174 years
The first edition of The Sun was published on this date in 1837. To mark the 174th anniversary, Baltimoresun.com has posted a gallery of notable front pages.
You’re invited to write potential front-page headlines yourself over the span of the next 174 years. (Quick, try to get there before the trolls discover it.)
And you can look at some aspects of the paper’s history, including a short history of the paper’s vignette, or distinctive nameplate, and some of the articles that won the paper Pulitzer Prizes.
It is still here, and it means to continue.
I have worked at The Sun for twenty-four of the past twenty-five years, going in to the newsroom each working day over that span resolved to identify and correct errors without creating new ones, to order disordered texts, to establish clarity where there was confusion.

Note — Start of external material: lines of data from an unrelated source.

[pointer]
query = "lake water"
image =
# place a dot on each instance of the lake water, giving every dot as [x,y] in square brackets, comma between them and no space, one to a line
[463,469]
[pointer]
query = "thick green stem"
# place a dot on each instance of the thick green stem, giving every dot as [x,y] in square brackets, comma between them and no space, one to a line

Every one of those days, I, along with the other editors, fell short of what we might have accomplished, and on every following day we fell to work determined to do better.
Today I go back to try once more.







Comments
I've always liked continuity, even if I don't always agree with the paper's editorial positions.Good luck to The Sun, and I hope it lasts for another 174 years.

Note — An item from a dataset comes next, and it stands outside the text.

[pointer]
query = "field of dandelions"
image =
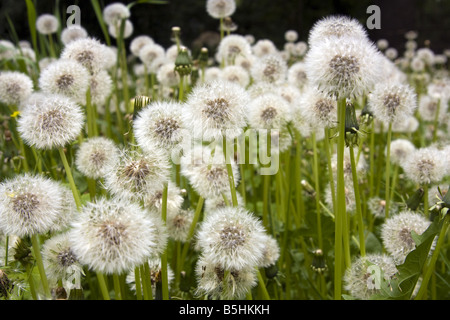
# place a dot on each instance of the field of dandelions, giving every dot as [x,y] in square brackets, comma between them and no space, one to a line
[319,170]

Posted by: Patricia the Terse | May 17, 2011 3:47 PM
How does it feel to make it this far as a publication? And when you look back at the years, how much journalism, newspapers and news in general has adapted and evolved. It's really amazing to be a part of some of the oldest works in the business.
Posted by: Walking Tours Rome | May 17, 2011 7:53 PM
:) So neat to see how newspaper design has changed over such a short span.

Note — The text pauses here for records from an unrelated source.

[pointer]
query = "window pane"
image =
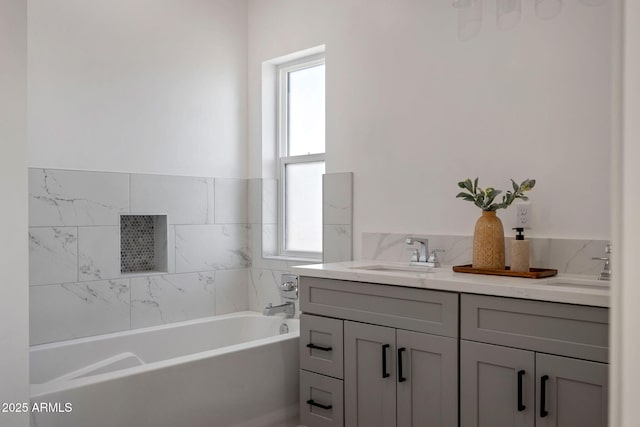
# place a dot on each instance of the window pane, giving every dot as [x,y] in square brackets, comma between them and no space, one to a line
[303,206]
[306,111]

Posted by: Julie B. | May 18, 2011 1:57 AM
Goodness, but your forebears seem to have found it difficult to keep their hands off the type box. Changing the dress so often can't be a good idea.
Issue 1 is very handsome, I think, followed closely by the Obama election issue and the Nixon resignation. But here and there are some horrible concoctions.
Tell me, John, was the Sun an early adopter of sentence case heads in the European style rather than title case in the American style? Seems to have happened in the seventies?
Posted by: Picky | May 18, 2011 6:45 AM
Many if not most American papers adopted "downstyle" headlines--sentence case--in the 1970s and 1980s. The easier count was a boon head headline writers.
Posted by: John McIntyre | May 18, 2011 6:44 PM
I was surprised to see that when headlines still used upstyle (?), everything was capitalized, even prepositions and articles: "Astronauts Walk On The Moon" – I thought that came in only with word processors, when it became easy to capitalize all the words in a line with one or two strokes.
The other thing that caught my eye was the curious subheadline about the Iran hostages: "All 52 flying to Algiers, Germany" – I thought that Algiers was in Algeria.
Also, it is interesting that there seems to be a particular grace when the big headline is from sports: the Ripken front page is perhaps the most eloquent of the posted selection, followed by the one celebrating the Ravens' Super Bowl championship – and I'm not a sports fan.